Barnes G. & Možina M. (2020) Metalogue: How to Understand Bateson? In Memoriam Graham Barnes (1936-2020). Constructivist Foundations 16(1): 101–107. https://cepa.info/6827
Context: For Graham Barnes, the starting point of his research was the observation that most psychotherapists are trained in a theory-centered style of practice, neglecting epistemological and hermeneutical aspects. The consequence is an absence of critical self-reflection about some basic assumptions of psychotherapy theories and clinical practices in the psychotherapy community. When using a particular theory, therapists forget that the theory is “using” them, as well, i.e., they are unaware of the effects the theory has on them and on their relationships with clients. As an alternative to this ignorance, Barnes developed the concept, research project and clinical application of what he called “second-order psychotherapy.” Problem: How can we encourage therapists to engage in systematic self-reflection on the influence of theory on the content and structure of their therapeutic conversations? Following Bateson’s epistemological guidelines, we give an example of how our conversation about understanding his ideas includes conversation about our understanding of the conversation about an understanding of his ideas. Method: Bateson created a new didactic form of dialogical presentation to facilitate the understanding of knowing, called a metalogue, in which the content and the structure of the conversation are intertwined in such a way that it becomes more transparent how the metalevel of relationships between the speakers influences the content and vice versa.
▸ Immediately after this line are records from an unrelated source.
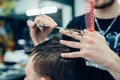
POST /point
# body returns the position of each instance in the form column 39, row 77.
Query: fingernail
column 30, row 23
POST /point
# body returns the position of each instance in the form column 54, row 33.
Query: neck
column 109, row 12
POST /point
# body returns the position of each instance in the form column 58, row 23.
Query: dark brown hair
column 48, row 62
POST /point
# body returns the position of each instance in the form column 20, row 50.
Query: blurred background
column 15, row 40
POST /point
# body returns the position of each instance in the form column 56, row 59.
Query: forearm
column 114, row 67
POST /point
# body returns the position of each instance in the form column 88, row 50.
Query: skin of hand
column 93, row 47
column 39, row 34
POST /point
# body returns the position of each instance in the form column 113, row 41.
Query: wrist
column 113, row 62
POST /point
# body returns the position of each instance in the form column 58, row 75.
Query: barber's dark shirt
column 113, row 40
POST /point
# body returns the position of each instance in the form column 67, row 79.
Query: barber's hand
column 39, row 34
column 92, row 47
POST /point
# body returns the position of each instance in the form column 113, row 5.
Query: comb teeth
column 89, row 15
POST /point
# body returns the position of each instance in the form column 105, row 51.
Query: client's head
column 45, row 63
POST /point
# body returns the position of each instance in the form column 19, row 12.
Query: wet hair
column 48, row 62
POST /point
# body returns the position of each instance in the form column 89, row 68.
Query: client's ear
column 44, row 78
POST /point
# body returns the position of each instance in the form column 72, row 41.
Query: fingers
column 71, row 44
column 30, row 23
column 72, row 34
column 70, row 55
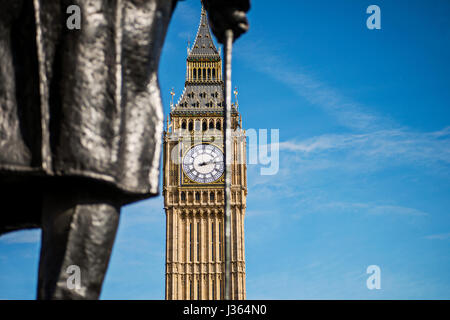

Results: By presenting our dialogues as an exemplary metalogue, we propose that metalogues could be a valuable didactic way for promoting epistemological and constructivist teaching and learning, not only for psychotherapists, but for all professionals who need better understanding of their understanding. This second-order understanding opens the space for the inclusion of self-reflection on our relationship (and its evolution) and how our relationship has shaped our understanding. Implications: Our proposal is also meant as an encouragement for contemporary constructivist thinkers to continue to reflect on Bateson’s contribution to the foundation and evolution of constructivism.